Song by Bob Dylan

from the album Another Side of Bob Dylan
- Released: August 1964
- Recorded: June 9, 1964
- Label: Columbia
- Songwriter: Bob Dylan
- Producer: Tom Wilson

= Ballad in Plain D =

"Ballad in Plain D" is the tenth track of Bob Dylan's fourth album, Another Side of Bob Dylan, and—at 8 minutes, 18 seconds—the longest song on the album. The song recounts the circumstances surrounding the disintegration of Dylan's relationship with Suze Rotolo.

== Background ==
In the song Dylan details the conflicts between himself and Rotolo's mother, Mary Rotolo, and her sister Carla Rotolo. Critic Andy Gill writes that, in this song, Dylan clumsily idealizes Suze Rotolo, while "viciously characterizing Carla as a pretentious, social-climbing parasite".

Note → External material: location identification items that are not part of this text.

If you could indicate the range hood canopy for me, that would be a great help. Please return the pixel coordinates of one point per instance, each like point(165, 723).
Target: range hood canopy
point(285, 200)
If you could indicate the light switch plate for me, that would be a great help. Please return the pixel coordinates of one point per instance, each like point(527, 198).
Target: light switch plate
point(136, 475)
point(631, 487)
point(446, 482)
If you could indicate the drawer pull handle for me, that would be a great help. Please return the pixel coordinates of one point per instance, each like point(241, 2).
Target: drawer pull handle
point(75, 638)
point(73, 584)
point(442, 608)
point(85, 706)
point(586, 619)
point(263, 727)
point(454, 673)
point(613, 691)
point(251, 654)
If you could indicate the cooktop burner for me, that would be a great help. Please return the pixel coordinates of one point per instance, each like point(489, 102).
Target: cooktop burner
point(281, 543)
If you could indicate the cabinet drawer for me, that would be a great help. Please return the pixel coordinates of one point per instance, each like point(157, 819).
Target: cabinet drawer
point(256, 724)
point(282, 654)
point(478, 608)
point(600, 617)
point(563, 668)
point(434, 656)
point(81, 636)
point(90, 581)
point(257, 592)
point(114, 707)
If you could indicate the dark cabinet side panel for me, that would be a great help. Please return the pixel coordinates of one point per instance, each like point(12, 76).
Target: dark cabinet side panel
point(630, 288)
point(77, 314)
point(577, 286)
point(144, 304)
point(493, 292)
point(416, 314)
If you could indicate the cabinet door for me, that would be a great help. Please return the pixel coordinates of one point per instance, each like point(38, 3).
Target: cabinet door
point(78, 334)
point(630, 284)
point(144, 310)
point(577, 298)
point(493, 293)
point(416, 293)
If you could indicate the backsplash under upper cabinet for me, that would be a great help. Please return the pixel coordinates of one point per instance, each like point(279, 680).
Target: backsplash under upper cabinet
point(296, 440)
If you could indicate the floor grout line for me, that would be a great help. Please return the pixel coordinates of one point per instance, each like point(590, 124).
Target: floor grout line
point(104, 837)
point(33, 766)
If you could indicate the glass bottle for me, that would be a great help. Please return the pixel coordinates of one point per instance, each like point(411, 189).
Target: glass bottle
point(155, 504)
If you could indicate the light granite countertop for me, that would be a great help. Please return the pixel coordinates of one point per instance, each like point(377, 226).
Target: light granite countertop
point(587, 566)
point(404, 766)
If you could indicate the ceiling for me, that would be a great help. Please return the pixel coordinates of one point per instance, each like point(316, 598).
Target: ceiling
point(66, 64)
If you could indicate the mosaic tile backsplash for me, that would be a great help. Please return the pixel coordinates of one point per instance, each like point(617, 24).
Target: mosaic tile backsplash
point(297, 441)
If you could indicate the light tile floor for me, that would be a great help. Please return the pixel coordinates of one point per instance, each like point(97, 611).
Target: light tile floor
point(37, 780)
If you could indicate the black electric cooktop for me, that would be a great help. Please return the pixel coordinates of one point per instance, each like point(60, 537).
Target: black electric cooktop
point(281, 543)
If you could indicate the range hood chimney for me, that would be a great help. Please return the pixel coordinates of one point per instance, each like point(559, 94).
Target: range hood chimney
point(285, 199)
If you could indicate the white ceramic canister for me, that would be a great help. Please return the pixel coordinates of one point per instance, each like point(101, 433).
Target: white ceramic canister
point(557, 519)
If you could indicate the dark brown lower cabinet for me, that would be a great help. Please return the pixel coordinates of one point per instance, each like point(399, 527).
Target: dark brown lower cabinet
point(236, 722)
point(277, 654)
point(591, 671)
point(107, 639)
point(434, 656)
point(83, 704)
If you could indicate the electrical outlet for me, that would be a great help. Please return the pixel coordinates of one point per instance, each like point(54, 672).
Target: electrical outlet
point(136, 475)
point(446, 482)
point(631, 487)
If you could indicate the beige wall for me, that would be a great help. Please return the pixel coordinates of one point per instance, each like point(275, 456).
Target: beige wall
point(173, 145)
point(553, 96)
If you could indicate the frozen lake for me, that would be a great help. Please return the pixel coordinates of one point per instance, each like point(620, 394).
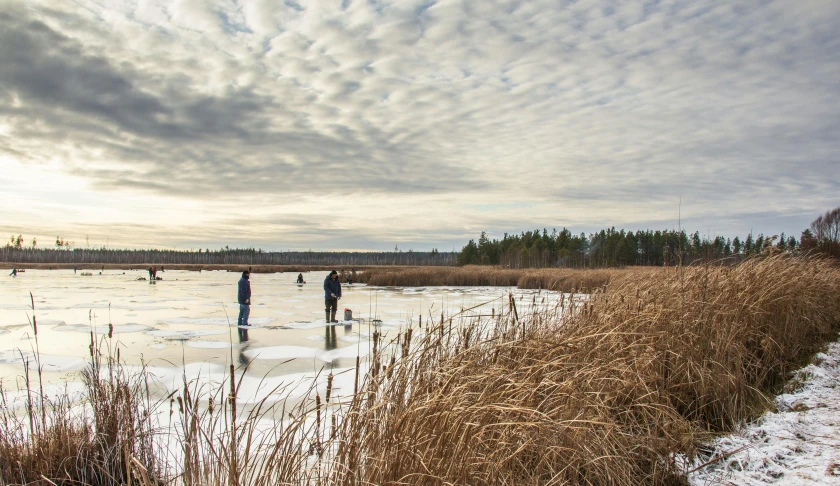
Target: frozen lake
point(186, 323)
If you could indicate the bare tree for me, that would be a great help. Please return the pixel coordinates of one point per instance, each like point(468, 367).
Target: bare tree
point(826, 230)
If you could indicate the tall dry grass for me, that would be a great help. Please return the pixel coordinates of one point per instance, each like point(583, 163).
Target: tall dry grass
point(605, 394)
point(559, 279)
point(106, 437)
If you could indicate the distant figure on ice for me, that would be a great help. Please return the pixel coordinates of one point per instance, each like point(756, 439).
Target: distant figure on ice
point(244, 298)
point(332, 292)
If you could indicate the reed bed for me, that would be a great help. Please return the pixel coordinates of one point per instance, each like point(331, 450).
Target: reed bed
point(607, 392)
point(559, 279)
point(608, 388)
point(106, 437)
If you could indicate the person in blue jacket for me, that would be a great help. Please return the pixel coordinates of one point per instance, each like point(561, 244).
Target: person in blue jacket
point(244, 298)
point(332, 292)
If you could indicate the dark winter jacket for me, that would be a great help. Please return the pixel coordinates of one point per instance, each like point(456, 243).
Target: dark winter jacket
point(244, 291)
point(331, 287)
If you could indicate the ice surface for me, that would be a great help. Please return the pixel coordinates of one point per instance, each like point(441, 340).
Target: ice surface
point(797, 445)
point(295, 352)
point(209, 344)
point(187, 334)
point(49, 362)
point(200, 310)
point(100, 330)
point(214, 321)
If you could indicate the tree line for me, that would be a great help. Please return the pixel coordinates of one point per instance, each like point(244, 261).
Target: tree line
point(611, 247)
point(20, 253)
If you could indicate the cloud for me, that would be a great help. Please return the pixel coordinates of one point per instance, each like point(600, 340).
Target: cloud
point(586, 112)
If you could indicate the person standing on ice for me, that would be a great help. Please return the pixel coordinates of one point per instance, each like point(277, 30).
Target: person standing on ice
point(332, 292)
point(244, 298)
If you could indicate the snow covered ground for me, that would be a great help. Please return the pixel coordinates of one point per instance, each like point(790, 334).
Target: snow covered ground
point(797, 445)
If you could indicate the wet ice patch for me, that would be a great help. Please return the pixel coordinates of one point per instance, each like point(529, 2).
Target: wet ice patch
point(118, 329)
point(187, 334)
point(49, 362)
point(301, 352)
point(214, 321)
point(208, 344)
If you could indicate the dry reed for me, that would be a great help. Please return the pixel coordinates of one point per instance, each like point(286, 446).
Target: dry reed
point(606, 393)
point(559, 279)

The song relates how tension between Dylan and Suze Rotolo came to a head in the last week of March 1964 with a violent argument, in which Dylan and sister Carla shouted abuse at each other. "Beneath a bare lightbulb the plaster did pound/ Her sister and I in a screaming battleground/ And she in between, the victim of sound/ Soon shattered as a child to the shadows."

Andy Gill writes that "Ballad in Plain D" is one of Dylan's "least satisfying" songs because it fails to amount to anything more than a "self-pitying, one-sided account of the final traumatic night of Dylan's long-standing romance with Suze Rotolo". Gill contrasts Dylan's inability to handle such personal material successfully with his ability to "wax lyrical about more abstract philosophical concerns such as the state of society and the nature of freedom".

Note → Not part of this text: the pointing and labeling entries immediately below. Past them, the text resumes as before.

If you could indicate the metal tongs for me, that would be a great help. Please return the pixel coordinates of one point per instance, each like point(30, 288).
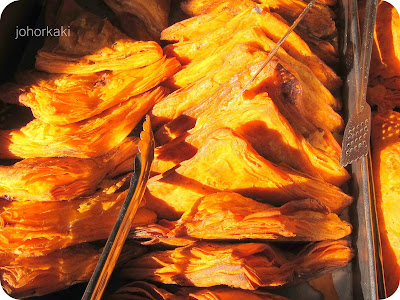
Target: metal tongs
point(356, 138)
point(276, 48)
point(112, 249)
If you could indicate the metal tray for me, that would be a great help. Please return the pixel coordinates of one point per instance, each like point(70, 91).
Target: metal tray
point(362, 278)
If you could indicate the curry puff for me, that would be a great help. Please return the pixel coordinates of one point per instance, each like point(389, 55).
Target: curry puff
point(138, 289)
point(41, 275)
point(227, 162)
point(386, 162)
point(37, 228)
point(94, 45)
point(63, 99)
point(274, 29)
point(277, 79)
point(230, 216)
point(319, 21)
point(246, 266)
point(64, 178)
point(88, 138)
point(320, 102)
point(258, 120)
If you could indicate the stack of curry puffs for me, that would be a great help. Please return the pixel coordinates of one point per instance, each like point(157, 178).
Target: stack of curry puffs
point(230, 174)
point(88, 92)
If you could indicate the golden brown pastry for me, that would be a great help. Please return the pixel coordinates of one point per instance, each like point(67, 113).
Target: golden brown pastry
point(64, 178)
point(257, 119)
point(41, 275)
point(386, 162)
point(153, 13)
point(320, 102)
point(385, 58)
point(323, 258)
point(246, 266)
point(317, 22)
point(94, 45)
point(137, 289)
point(227, 162)
point(173, 105)
point(274, 29)
point(63, 99)
point(230, 216)
point(37, 228)
point(89, 138)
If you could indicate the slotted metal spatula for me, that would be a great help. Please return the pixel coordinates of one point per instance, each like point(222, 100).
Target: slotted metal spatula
point(105, 266)
point(356, 139)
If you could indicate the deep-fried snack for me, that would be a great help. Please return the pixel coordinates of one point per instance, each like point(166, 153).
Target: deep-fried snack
point(247, 266)
point(200, 25)
point(227, 162)
point(318, 97)
point(317, 22)
point(385, 58)
point(386, 162)
point(226, 216)
point(153, 13)
point(37, 228)
point(92, 39)
point(282, 86)
point(37, 276)
point(296, 101)
point(257, 119)
point(62, 99)
point(141, 288)
point(89, 138)
point(173, 105)
point(274, 29)
point(322, 258)
point(64, 178)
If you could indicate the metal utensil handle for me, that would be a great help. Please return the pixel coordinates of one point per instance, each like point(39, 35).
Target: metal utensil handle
point(366, 49)
point(276, 48)
point(109, 257)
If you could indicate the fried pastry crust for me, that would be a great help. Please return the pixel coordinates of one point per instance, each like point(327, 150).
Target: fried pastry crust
point(94, 45)
point(317, 22)
point(230, 216)
point(258, 120)
point(386, 161)
point(89, 138)
point(41, 275)
point(64, 99)
point(273, 28)
point(227, 162)
point(246, 266)
point(38, 228)
point(64, 178)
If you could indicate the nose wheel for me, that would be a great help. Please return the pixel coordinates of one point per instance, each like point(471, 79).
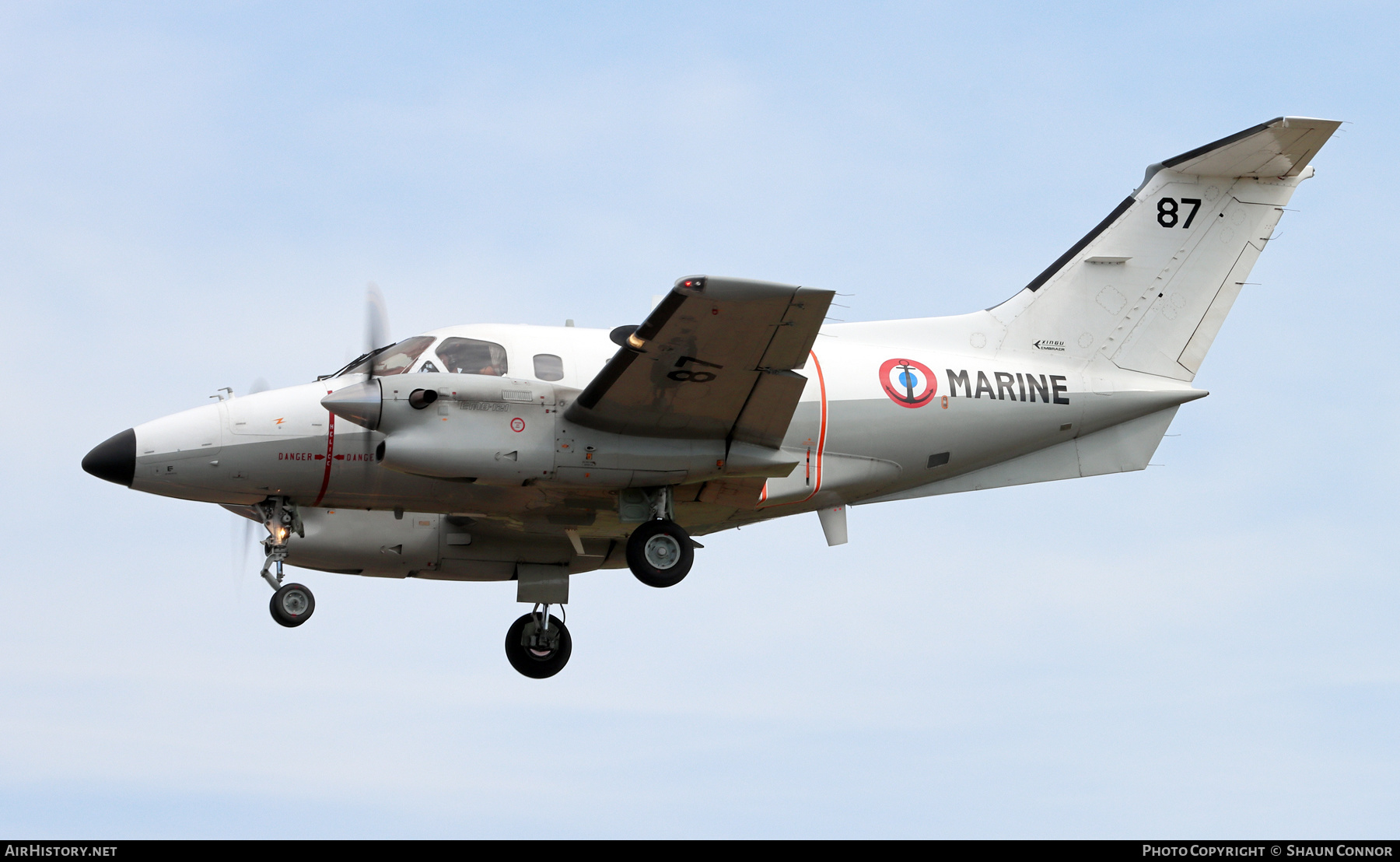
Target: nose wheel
point(292, 604)
point(660, 553)
point(538, 644)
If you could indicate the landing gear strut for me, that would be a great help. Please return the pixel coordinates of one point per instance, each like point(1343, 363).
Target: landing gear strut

Clinton Heylin claims that Dylan wrote a rough outline of "Ballad in Plain D" soon after the events. In May 1964, he stayed in the Greek village of Vernilya (possibly Vouliagmeni), working on songs for his next album; there he drew out the material to the lengthy ballad he recorded in June 1964. Heylin writes "It took thirteen cathartic verses to get all this out of his system, without Dylan ever transcending his material. 'Plain D' remains an exercise in painful autobiography."

In an interview with Victoria Balfour, Suze Rotolo sounded a forgiving note about the song: "People have asked how I felt about those songs that were bitter, like 'Ballad in Plain D', since I inspired some of those too, yet I never felt hurt by them. I understood what he was doing. It was the end of something and we both were hurt and bitter. His art was his outlet, his exorcism. It was healthy. That was the way he wrote out his life; the loving songs, the cynical songs, the political songs, they are all part of the way he saw his world and lived his life, period."

Dylan, when asked in 1985 if he had any regrets about "Ballad In Plain D", replied: "Oh yeah, that one! I look back and say 'I must have been a real schmuck to write that.' I look back at that particular one and say, of all the songs I've written, maybe I could have left that alone."

The opening words of "Ballad in Plain D"—"I once loved a girl"—also provided the melody of the song. Heylin states that one of the most familiar song types in the English folk tradition is "Once I Had A Sweetheart" (also known as "The Forsaken Lover"), and that this song gave Dylan his tune. It also resembles the tune of the folk song "I Once Loved A Lass" and the penultimate verse of that song is clearly the model for Dylan's last verse.